Share your dilemmas and get honest opinions from other Mumsnetters.

To say that if you’ve gone no contact you can’t go to funeral

496 replies

Playingdevilsadvocate · 27/01/2022 06:35

My SIL has gone NC with her DF. It’s been a couple of years now. He’s just died. I don’t know what she plans to do regards funeral yet but I feel that if she didn’t want anything to do with him in these last years of his life, she can’t go wailing at his funeral with his grieving family. They all know how she’s behaved towards him and they don’t want a bar of her. She should have thought of this moment before she cut him off! Should his widow (not her dm) have to encounter this person who caused her dh so much pain, at his funeral where she will be grieving her dh?
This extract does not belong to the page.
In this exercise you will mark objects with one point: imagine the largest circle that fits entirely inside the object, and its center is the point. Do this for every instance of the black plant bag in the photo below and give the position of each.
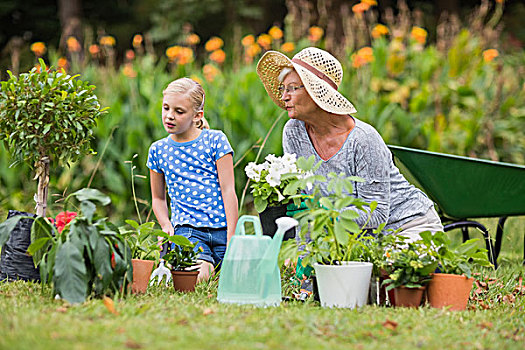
(15, 263)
Thoughts?

OP posts:
Warblerinwinter · 27/01/2022 08:46

@Shehasadiamondinthesky

Why would she want to go to the funeral if she was NC with him?
Maybe think about it. 🤦‍♀️🙄
saraclara · 27/01/2022 08:46

@Inspectorslack

So even in death, his abuser gets to carry on.

Well. Fuck.

How do you know she's abused him?
Warblerinwinter · 27/01/2022 08:46

@CaptainMyCaptain

Sometimes when a parent dies you grieve the relationship you should have had. She has her own reasons for wanting to be there and, I believe, the funeral service itself is an event open to anyone.
Absolutely this.
ImaginaryCat · 27/01/2022 08:47

I was NC with my dad for the last 4 years of his life. I'd left the door open for him, if he wanted a relationship with me and his grandchildren I wanted him to acknowledge some appalling behaviour. He never did.
Not only did I go to the funeral, I organised and paid for the bloody thing (being an only child).
I did object to my mother being there, because she made it all about herself (which I predicted and his friends were horrified by her behaviour). They'd spoken once in 16 years, and that meeting was a part of my NC.
These situations are complicated and unless you know absolutely everything about their relationship, probably best to just let it go.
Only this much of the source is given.